Las redes sociales disparan la demanda de operaciones estéticas

Las redes sociales disparan la demanda de operaciones estéticas

Cambian las costumbres sociales y, con ellas, cambiamos nosotros, evolucionan nuestros gustos y hasta varía nuestra estética. El archiconocido ‘selfie’, epítome del inseguro culto al ego, es el responsable del 25% del incremento de la demanda de cirugía plástica durante los últimos dos años, según estima la Asociación Americana de Cirugía Plástica y Reparadora. A pesar de que el colectivo no establece indicadores concretos al respecto, sí considera que la sobreexposición de los jóvenes a las redes sociales es un detonante clave en el mayor recurso a operaciones estéticas para configurar la propia imagen personal. Es el caso, por ejemplo, de intervenciones como la fototerapia del acné, uno de los procedimientos llevados a cabo por el centro estético de Salamanca de la doctora Rosa Bonal. “La fototerapia con banda estrecha de luz-violeta es una alternativa no invasiva a tratamientos con antibióticos tópicos u orales”, sostiene el doctor Mariano Vélez. “Últimamente, estudios de Stillman y Shalita, así como los de Papageorgiou han observado que el P. acnes produce porfirimas endógenas en su proceso metabólico normal, siendo esta sustancia reactiva a la luz azul y en menor medida a la luz roja, produciendo una reacción fototóxica para la célula bacteriana.

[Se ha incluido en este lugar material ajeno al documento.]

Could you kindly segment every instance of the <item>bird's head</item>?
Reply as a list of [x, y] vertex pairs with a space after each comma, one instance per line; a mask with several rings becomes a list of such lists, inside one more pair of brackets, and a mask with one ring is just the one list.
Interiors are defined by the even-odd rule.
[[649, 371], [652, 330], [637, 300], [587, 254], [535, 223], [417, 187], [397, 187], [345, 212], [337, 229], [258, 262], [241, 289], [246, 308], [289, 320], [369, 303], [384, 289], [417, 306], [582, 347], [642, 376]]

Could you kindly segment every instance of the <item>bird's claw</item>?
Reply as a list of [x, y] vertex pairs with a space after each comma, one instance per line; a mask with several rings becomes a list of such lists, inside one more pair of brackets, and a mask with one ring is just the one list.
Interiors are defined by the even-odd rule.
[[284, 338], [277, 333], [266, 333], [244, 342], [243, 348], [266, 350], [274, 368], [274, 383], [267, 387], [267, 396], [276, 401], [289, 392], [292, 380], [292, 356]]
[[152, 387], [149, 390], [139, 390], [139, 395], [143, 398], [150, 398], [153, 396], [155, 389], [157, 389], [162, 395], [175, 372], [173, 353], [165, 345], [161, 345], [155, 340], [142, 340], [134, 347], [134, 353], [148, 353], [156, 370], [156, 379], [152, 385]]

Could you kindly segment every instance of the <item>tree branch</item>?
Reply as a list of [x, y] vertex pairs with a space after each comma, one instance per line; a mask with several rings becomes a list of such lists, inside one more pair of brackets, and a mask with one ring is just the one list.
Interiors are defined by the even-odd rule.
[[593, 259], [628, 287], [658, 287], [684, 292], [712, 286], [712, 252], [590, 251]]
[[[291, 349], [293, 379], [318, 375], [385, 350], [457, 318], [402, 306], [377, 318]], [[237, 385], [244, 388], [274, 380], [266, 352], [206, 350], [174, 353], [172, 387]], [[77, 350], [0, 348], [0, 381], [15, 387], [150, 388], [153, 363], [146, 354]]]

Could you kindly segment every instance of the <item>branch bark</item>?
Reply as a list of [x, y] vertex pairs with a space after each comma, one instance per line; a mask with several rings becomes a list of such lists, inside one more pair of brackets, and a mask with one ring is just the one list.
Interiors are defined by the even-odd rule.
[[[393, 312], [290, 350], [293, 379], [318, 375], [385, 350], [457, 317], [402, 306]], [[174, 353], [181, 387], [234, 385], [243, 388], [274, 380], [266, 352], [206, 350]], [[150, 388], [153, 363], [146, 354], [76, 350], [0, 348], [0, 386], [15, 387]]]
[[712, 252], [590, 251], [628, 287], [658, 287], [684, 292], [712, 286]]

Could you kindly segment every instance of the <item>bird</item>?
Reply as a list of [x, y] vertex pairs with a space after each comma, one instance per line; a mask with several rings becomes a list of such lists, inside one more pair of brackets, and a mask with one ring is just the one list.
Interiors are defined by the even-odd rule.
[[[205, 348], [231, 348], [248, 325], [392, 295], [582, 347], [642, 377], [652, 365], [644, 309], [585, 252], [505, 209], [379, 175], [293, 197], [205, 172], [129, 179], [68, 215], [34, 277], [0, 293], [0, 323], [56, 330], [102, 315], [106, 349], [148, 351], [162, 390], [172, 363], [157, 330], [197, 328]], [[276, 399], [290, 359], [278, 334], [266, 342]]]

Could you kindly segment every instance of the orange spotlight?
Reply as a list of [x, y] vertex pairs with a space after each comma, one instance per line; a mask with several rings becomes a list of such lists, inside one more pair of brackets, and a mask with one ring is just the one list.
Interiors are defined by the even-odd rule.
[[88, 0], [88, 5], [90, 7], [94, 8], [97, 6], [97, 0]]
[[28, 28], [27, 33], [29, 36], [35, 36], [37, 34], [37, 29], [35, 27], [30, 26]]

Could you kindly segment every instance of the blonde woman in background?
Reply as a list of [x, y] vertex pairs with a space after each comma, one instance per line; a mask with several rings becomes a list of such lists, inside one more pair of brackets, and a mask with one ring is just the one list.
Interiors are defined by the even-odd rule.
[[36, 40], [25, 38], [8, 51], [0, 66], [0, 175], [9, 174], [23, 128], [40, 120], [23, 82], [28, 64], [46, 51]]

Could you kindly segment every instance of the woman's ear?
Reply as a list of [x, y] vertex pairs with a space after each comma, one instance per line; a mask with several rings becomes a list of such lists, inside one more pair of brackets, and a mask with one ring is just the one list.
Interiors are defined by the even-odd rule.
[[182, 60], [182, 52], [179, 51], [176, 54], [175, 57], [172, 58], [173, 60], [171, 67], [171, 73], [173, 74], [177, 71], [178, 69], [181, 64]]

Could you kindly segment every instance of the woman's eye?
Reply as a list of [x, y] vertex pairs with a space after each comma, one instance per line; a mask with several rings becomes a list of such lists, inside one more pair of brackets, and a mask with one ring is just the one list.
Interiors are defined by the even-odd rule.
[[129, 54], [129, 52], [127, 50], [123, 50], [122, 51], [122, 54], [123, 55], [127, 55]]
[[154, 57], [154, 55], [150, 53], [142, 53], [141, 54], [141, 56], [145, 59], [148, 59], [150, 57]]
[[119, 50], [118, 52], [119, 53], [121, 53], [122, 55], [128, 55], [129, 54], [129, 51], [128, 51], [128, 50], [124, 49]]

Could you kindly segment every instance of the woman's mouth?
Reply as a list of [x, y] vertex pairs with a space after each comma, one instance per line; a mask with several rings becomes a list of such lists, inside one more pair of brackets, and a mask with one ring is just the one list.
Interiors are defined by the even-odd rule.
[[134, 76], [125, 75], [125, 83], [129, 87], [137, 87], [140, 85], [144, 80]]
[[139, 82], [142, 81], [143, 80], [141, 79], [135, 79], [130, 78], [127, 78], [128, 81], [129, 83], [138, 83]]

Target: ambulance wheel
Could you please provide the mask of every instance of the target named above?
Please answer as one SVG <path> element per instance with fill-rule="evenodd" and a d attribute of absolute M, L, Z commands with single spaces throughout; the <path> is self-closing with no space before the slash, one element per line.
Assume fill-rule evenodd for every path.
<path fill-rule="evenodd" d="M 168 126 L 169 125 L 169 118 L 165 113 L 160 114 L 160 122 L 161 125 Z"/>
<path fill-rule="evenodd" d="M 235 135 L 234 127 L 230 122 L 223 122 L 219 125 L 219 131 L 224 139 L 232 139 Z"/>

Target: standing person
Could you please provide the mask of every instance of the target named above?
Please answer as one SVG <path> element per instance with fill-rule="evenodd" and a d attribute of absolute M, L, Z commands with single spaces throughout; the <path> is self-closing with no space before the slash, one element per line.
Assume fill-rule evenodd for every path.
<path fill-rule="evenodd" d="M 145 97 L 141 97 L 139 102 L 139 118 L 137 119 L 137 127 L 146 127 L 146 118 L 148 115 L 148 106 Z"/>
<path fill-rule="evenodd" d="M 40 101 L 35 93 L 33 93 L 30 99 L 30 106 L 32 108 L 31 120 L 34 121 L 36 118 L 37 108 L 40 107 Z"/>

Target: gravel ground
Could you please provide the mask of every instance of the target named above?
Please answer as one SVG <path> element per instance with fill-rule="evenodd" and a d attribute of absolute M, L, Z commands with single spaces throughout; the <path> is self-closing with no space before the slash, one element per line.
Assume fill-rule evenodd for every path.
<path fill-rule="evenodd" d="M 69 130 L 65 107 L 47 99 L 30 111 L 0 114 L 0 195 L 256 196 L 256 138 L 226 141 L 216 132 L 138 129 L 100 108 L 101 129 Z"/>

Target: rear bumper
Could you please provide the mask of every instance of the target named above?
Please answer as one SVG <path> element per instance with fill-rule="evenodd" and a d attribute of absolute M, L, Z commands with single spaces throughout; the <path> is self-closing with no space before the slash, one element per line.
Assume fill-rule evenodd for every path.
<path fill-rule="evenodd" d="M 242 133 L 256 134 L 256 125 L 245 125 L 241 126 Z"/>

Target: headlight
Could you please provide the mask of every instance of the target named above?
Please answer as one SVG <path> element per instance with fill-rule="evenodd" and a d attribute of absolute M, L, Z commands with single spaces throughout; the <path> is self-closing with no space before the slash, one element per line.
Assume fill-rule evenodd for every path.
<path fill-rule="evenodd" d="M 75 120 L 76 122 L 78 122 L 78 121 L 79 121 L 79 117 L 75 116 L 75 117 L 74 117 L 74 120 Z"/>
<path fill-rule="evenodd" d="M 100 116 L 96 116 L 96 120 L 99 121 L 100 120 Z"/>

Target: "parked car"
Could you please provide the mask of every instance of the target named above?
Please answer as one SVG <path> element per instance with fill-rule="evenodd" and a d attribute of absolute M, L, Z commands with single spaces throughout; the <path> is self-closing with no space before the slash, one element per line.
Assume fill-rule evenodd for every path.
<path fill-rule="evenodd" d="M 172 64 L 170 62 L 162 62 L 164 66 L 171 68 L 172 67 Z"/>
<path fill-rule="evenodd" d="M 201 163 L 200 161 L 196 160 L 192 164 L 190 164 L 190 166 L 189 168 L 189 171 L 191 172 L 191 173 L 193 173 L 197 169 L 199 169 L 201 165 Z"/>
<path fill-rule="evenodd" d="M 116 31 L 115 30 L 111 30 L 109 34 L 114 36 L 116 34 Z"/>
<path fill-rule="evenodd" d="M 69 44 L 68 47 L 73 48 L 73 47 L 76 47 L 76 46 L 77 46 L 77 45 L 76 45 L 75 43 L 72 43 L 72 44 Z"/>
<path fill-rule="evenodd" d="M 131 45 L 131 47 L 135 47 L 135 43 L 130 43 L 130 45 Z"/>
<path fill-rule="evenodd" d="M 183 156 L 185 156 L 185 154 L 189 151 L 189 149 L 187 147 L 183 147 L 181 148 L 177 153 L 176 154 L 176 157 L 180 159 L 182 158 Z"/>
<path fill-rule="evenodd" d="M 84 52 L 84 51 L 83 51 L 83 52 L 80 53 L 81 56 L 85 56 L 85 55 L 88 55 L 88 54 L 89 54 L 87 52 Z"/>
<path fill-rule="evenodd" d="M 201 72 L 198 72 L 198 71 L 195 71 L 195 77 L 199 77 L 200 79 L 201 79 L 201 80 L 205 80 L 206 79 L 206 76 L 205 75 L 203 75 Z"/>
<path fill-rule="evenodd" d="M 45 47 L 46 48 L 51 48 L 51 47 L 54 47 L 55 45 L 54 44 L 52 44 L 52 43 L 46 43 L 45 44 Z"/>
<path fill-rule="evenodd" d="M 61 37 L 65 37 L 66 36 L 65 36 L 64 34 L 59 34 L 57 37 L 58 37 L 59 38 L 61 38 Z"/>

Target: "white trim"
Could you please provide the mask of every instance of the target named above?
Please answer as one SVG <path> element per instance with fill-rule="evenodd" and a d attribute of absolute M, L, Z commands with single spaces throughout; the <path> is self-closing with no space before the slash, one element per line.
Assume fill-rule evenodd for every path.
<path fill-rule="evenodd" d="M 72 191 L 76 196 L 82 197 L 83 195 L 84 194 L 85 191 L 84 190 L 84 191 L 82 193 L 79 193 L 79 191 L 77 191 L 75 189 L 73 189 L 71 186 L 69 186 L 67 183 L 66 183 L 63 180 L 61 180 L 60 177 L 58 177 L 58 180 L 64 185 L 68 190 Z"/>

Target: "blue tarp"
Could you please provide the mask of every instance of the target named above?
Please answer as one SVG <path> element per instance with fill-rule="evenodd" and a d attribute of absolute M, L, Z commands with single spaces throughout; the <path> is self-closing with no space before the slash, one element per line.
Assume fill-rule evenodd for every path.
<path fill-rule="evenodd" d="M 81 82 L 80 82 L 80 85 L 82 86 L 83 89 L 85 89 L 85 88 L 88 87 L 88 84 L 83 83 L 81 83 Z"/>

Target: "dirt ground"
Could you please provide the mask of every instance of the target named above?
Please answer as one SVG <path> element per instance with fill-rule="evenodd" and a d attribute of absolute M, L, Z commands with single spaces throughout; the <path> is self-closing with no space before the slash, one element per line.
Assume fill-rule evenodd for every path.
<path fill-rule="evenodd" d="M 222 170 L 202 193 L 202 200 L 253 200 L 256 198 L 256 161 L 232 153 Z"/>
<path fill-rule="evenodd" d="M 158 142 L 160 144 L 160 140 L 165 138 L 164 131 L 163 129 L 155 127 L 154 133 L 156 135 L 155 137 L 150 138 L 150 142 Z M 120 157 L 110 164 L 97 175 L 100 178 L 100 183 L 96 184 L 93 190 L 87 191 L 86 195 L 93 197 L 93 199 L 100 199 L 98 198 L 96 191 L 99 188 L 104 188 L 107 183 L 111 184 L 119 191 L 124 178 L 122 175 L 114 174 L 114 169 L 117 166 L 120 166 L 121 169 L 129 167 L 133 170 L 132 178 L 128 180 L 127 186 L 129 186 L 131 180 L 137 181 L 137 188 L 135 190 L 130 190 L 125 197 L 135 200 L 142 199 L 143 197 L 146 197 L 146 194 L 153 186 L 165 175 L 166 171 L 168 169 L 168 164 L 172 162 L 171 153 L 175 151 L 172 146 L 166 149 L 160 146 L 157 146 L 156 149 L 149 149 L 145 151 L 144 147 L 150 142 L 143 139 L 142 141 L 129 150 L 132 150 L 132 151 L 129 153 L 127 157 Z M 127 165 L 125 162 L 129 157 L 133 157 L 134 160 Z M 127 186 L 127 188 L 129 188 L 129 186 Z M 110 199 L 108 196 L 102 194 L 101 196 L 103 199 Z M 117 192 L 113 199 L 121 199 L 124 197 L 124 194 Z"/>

Todo ello provocará la destrucción de la misma y con ello la mejora del proceso acnéico inflamatorio”, explica el facultativo a propósito de un remedio revolucionario disponible en esta clínica estética de Salamanca y que, afirma, puede compararse en eficacia a los efectos obtenidos con antibióticos orales, “aunque más rápido y sin los efectos secundarios asociados con fármacos antiacné de administración tópica u oral”.

Siguiendo con esta idea formulada por la Asociación Americana de Cirugía Plástica y Reparadora, el cirujano español Moisés Martín Anaya, en declaraciones a laeye-3-404882-m agencia Europa Press, considera que esta permanente pasarela realizada a través de internet “incrementa los complejos de muchas adolescentes y, por lo tanto, el deseo de realizar el ansiado cambio de apariencia.” No obstante, en muchos casos, entre los que se encuentran estas terapias antiacné, las operaciones no son mero capricho del paciente, sino que responden al intento de erradicar un complejo que, por esta misma predominancia de la imagen en la sociedad, queda todavía más expuesto que en tiempos pasados, trabando sin remedio las oportunidades de relacionarse en sociedad de la persona. De hecho, atendiendo a las cifras facilitadas por la Sociedad Española de Cirugía Plástica, Estética y Reparadora (Secpre) el 56 % de las intervenciones a menores consiste en una otoplastia. Es decir, en eliminar las típicas ‘orejas de soplillo’.

Sea como fuere, el informe La realidad de la cirugía estética en España 2014, elaborado por la Secpre por medio de una serie de encuestas a cirujanos plásticos, hospitales y centros sanitarios, muestra que el aumento de pecho sustituye ya a la liposucción como la cirugía estética más demandada en el país, sobre todo en un rango de edad que oscila entre los 18 y los 44 años. Según cifra Miguel Chamoso, presidente de Sepcre, a Europa Press, su incidencia se calcula en alrededor del 25% de las 65.000 operaciones quirúrgicas llevadas a cabo en 2013. Son siete puntos más que la liposucción (18%), segunda en una serie de intervenciones donde otras cirugías focalizadas en el rostro –centro de la belleza humana-, exhiben una gran demanda. Aquí, las más comunes son el estiramiento facial, la blefaroplastia (corrección de los párpados) y la citada otoplastia. De hecho, sumadas en conjunto, su porcentaje es incluso más elevado que el de la liposucción.

Cobra fuerza también entre el sector masculino la práctica de ginecomastias. Esto es, la reducción del tamaño anormal de las glándulas mamarias masculinas y acometida por medio de una mastectomía o una liposucción. Y es que, tal y como indica Martín Anaya, el número de operaciones en pacientes masculinos se mantiene estable a lo largo de los últimos años, todavía inferior al de las mujeres debido a la menor presión que la sociedad contemporánea ejerce sobre su estética personal. Una actitud que, empero, se halla ahora en permanente revisión. 
«La sociedad actual ya no les tolera ese abandono físico y estético que se permitían antiguamente, mientras que las mujeres tenían que estar siempre a la última”, esgrime el cirujano. Así, el control de la barriga prominente, el combate activo de la calvicie y el empleo de lociones y cremas para el cuidado facial tienen cada vez más predicamento entre los hombres españoles.